All United States citizens can use open records requests to get information from the government that is legally available to the public, but may not already be visibly published on a government websites or other easily accessible places.
But recently, Texas’ status as a leading “Right to Know” state has come under scrutiny. A recent report by the Dallas Morning News shows more often than not that people seeking public records from their local and state officials have been left high and dry.
Terri Langford of the Dallas Morning News reported on the alarming rate of open records requests both Texas citizens and journalists have been denied within the past several years.

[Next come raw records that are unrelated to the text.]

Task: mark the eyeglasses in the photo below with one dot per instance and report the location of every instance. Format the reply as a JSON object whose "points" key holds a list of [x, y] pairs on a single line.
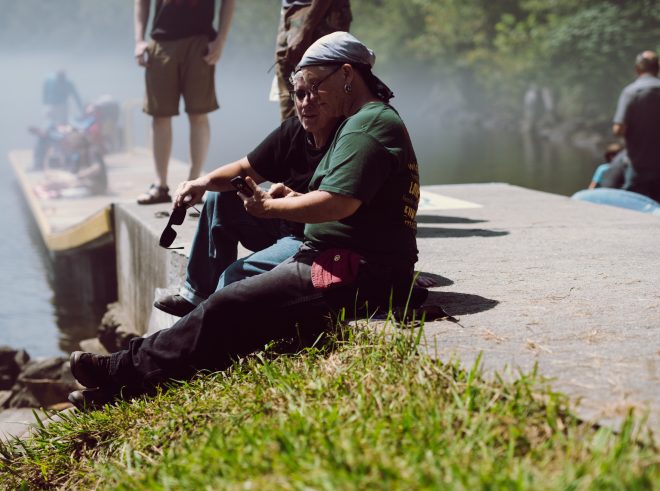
{"points": [[169, 234], [300, 94]]}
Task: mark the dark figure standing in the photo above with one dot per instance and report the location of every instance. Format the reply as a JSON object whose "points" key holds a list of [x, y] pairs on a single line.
{"points": [[637, 119]]}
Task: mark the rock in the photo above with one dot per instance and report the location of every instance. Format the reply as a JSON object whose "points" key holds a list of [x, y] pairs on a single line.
{"points": [[44, 383], [23, 397], [9, 369], [22, 358], [5, 396], [114, 331], [93, 345]]}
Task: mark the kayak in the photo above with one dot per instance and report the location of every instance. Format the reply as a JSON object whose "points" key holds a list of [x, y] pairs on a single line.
{"points": [[619, 198]]}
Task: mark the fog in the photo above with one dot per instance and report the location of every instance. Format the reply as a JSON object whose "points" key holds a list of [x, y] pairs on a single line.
{"points": [[105, 65]]}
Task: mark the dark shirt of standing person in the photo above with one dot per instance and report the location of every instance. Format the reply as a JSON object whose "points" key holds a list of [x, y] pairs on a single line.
{"points": [[637, 119]]}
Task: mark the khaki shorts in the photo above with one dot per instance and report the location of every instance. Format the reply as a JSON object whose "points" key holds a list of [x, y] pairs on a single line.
{"points": [[177, 68]]}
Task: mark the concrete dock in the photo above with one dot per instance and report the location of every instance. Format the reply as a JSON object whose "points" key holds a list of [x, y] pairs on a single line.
{"points": [[534, 278]]}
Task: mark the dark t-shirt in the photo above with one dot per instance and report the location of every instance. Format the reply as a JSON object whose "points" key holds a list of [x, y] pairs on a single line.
{"points": [[178, 19], [371, 159], [289, 156], [639, 110]]}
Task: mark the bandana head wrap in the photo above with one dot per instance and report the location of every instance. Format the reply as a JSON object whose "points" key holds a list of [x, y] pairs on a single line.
{"points": [[342, 47]]}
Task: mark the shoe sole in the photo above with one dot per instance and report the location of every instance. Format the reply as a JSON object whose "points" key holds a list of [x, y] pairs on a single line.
{"points": [[74, 361], [169, 310]]}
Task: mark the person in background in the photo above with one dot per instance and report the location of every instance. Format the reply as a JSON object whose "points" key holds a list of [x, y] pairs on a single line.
{"points": [[179, 62], [57, 90], [301, 23], [612, 151], [637, 119], [359, 241], [290, 154]]}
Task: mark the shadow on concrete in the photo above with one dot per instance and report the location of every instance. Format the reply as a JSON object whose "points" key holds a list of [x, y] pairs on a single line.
{"points": [[436, 232], [460, 303], [438, 280], [441, 219]]}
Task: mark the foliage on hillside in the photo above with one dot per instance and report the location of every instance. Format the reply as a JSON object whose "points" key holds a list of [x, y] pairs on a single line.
{"points": [[489, 50]]}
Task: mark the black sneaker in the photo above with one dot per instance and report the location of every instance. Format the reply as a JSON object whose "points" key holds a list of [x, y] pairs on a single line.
{"points": [[175, 305], [92, 399], [91, 370]]}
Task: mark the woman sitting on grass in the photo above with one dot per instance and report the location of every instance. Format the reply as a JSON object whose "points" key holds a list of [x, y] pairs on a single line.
{"points": [[358, 253]]}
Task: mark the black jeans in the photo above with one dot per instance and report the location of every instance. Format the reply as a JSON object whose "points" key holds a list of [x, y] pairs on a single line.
{"points": [[246, 315]]}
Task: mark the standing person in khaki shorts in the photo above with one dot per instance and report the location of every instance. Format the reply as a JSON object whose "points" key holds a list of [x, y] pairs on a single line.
{"points": [[301, 23], [179, 61]]}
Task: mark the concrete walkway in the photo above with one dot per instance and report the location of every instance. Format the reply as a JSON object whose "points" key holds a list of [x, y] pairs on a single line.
{"points": [[538, 278], [534, 278]]}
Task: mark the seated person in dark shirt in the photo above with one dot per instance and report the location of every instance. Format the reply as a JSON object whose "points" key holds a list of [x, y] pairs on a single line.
{"points": [[289, 155]]}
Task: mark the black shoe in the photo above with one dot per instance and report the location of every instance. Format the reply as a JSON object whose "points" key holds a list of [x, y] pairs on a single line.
{"points": [[91, 399], [175, 305], [91, 370]]}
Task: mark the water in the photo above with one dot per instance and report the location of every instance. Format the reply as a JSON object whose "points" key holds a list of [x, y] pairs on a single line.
{"points": [[29, 315]]}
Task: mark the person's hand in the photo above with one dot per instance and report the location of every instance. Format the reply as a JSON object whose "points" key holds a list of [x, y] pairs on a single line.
{"points": [[424, 281], [141, 53], [257, 204], [279, 190], [189, 193], [214, 51]]}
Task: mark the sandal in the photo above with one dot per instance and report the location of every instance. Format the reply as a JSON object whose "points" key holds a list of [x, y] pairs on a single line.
{"points": [[156, 194]]}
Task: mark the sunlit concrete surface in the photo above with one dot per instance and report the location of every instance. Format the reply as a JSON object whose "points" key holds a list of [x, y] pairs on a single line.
{"points": [[537, 278]]}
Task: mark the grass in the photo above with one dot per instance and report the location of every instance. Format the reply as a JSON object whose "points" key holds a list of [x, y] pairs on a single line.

She says in the last 15 to 20 years a lot more people, on both the public and the government side are knowledgeable about the Public Information Act and are using it. But Texas has also gained skills in being able to determine whether they have to grant the public that information or not.
“[The public is] asking for things that are more likely to be exempt than ever,” Langford says.
When a government agency denies all or part of a records request, they have to forward that denial to the Attorney General’s office for review.
“It’s the final umpire for open records requests,” Langford says.
Langford reported that in 2001, governments forwarded 6,149 denied requests to the attorney general’s office. In 2015, that number rose to 27,383 – a more than 400 percent increase.
It could be because more people are filing records requests, but there’s no way of knowing, Langford says, because no one keeps that data.
Some lawmakers say they want to restore the original intent of the open records, and a few bills are coming up the legislative session.
But anything that helps open records laws in Texas has a mixed record getting through the Republican-dominated legislature, Langford says.
Terri Langford’s report is part of a collection of Dallas Morning News stories highlighting Sunshine Week, an annual, nationwide celebration of access to public information.